Бланка посмотрела на него в ужасе.
– Как это – нет паспорта? Скажи, а в школу ты ходил?
–
Мне не разрешили, хотя я хотел. Родители всю жизнь заставляли меня вкалывать на пасеке. Читать я научился сам по старым журналам, которые давала мне Эрмохенес, которая завивает волосы маме. Зато у меня есть друг, – сказал он с гордостью. – Сын школьного учителя. Он дает мне почитать книги, которые сам уже прочитал, я прячу их под камнями возле ульев, чтобы папа их не видел. Он не большой любитель чтения; говорит, что книжки забивают голову всякой ерундой и можно возгордиться…– Ты когда-нибудь был в Витории?
– Да, на День Сантьяго, мы там покупали чеснок. И на ярмарке в праздник Белой Богородицы, где я при-сматривал за… – Он хотел сказать за «братом и сестрой», но даже им самим не нравилось, когда Нанчо называл их братом и сестрой. – За Идойей и Андони, младшими детьми папы и мамы. Мне не разрешают отлучаться по вечерам, говорят, что в позднее время по улицам шатаются одни пьяницы.
– Я увезу тебя с собой в Виторию, если ты захочешь – уйти из этого дома. Ты должен познакомиться с настоящими братьями, Игнасио и Тасио. Сначала я поговорю с ними и расскажу им твою историю – они не знают о твоем существовании.
– Сеньора… – перебил он Бланку. Ему показалось, что голова вот-вот лопнет. – А как же мои папа и мама? Я их не обижу?
– Скажи, Нанчо: твои родители с тобой хорошо обращаются?
– Я ем с ними за одним столом, и мне есть где спать, – ответил Нанчо. Он был унижен собственным ответом, но равнодушно пожал плечами, делая вид, что ему все равно.

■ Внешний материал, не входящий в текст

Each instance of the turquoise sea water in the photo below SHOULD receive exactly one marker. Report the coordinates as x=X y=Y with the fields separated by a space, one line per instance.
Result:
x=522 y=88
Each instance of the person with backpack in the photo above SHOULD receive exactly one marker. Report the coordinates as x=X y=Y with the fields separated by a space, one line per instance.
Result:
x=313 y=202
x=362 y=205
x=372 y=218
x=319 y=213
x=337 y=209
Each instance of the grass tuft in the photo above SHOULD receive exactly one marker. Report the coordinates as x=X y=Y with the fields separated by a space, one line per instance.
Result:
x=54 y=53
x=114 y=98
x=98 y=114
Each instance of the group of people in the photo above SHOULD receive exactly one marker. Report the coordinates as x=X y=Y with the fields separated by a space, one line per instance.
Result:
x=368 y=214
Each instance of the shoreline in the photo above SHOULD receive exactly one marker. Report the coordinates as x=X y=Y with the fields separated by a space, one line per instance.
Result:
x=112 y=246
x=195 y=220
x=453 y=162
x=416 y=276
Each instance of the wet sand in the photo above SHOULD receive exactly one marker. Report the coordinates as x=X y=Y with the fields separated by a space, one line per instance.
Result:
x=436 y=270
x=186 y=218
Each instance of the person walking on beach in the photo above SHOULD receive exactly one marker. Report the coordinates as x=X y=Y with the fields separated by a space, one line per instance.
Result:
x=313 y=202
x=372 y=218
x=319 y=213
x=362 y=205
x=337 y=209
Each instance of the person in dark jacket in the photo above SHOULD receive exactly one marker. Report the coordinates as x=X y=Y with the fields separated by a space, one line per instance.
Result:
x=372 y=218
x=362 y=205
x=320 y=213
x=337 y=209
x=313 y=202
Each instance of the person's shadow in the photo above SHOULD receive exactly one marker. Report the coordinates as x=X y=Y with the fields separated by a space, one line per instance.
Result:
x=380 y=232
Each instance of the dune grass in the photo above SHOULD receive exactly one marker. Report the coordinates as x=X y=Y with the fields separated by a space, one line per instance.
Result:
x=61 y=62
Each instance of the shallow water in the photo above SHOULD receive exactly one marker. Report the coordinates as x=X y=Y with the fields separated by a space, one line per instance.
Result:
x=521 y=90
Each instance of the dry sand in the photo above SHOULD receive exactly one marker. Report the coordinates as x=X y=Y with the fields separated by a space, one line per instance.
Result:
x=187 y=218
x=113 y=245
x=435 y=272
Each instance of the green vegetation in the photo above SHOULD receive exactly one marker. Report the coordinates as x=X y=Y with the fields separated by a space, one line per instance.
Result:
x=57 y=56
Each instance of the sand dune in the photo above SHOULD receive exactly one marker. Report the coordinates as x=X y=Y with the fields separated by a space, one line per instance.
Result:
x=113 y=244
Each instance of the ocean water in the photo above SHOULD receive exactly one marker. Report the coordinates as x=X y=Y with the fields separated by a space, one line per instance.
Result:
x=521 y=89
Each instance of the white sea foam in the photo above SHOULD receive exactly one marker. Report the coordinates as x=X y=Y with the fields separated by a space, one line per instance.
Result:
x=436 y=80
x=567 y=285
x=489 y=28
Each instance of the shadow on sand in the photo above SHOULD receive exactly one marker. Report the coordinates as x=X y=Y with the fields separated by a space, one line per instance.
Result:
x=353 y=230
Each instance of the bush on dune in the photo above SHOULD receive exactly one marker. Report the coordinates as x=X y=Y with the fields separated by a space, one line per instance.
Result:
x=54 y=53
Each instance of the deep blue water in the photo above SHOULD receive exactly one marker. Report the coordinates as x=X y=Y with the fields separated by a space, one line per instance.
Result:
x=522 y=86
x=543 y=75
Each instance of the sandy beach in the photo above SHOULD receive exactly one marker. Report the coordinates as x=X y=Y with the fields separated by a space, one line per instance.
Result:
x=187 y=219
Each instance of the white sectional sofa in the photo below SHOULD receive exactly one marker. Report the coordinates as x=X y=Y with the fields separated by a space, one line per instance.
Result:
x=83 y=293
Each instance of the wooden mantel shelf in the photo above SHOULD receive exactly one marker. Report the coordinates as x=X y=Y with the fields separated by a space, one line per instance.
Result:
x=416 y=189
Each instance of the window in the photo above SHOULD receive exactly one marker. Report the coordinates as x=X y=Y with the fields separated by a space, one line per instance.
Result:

– Сынок, они хорошо с тобой обращаются? – настаивала Бланка. Она взяла в свои ладони его лицо и внимательно посмотрела в глаза. Заметила, что под левым глазом у парня темнеют следы давнего синяка, которые он старательно прикрывал челкой. Смотреть на этот синяк было гораздо больнее, чем ощущать боль в собственном теле.
«Что за жизнь у тебя тут, сынок…»
– Это наши дела, сеньора. Не хочу говорить плохо о папе, – сказал Нанчо, убирая ее руки от своего лица.
– В деревне говорят, что они обращаются с тобой не как с сыном: для них ты батрак, рабочая сила.
Нанчо покраснел до ушей. Так оно и было. Это началось после рождения его брата и сестры: их ждали, а его нет. До тех пор родители растили его как собственного сына, даже разрешали называть их папа и мама. Но с того дня, как мама вернулась от врача и с порога завопила, что беременна, жизнь для него изменилась навсегда.
– Значит, вы все-таки за этим пришли? Посмеяться надо мной, сделать еще больнее? – вспыхнул парень, – стараясь прогнать дурные воспоминания. – Знаете, сеньора, мне хватает того, что у меня есть, а сейчас я опаздываю, надо доставить заказы. Если отец узнает, что я не отнес банки с медом в супермаркет «Аврора», он меня изобьет.
Бланка с трудом себя сдерживала. Что эти негодяи сделали с ее ребенком?
Она подошла к юноше, чей рост оказался чуть ниже ее, и взяла за подбородок, заставив смотреть себе в глаза.
– Сынок, я через все это прошла еще до твоего рождения, и я бы хотела, чтобы ты запомнил то, что я тебе сейчас скажу: когда тебя бьют, твоей вины в этом нет. Твоей вины в этом нет! Понял? Этот человек скажет, что виноват ты. Ему выгодно, чтобы ты остался и продолжал работать, но это не твоя вина.
– Это не моя вина, – покорно проговорил парень.
– Позволь, я обниму тебя, сынок.
– Что-что? – не понял Нанчо.
– Позволь, обниму тебя. Я восемнадцать лет мечтала это сделать. – Бланка не стала дожидаться, когда растерянный парень ей ответит. Она обняла его изо всех немногих сил, которые сэкономила для этой встречи. Нанчо почувствовал тепло белой пушистой шубы и прекрасной женщины, на которую она была надета.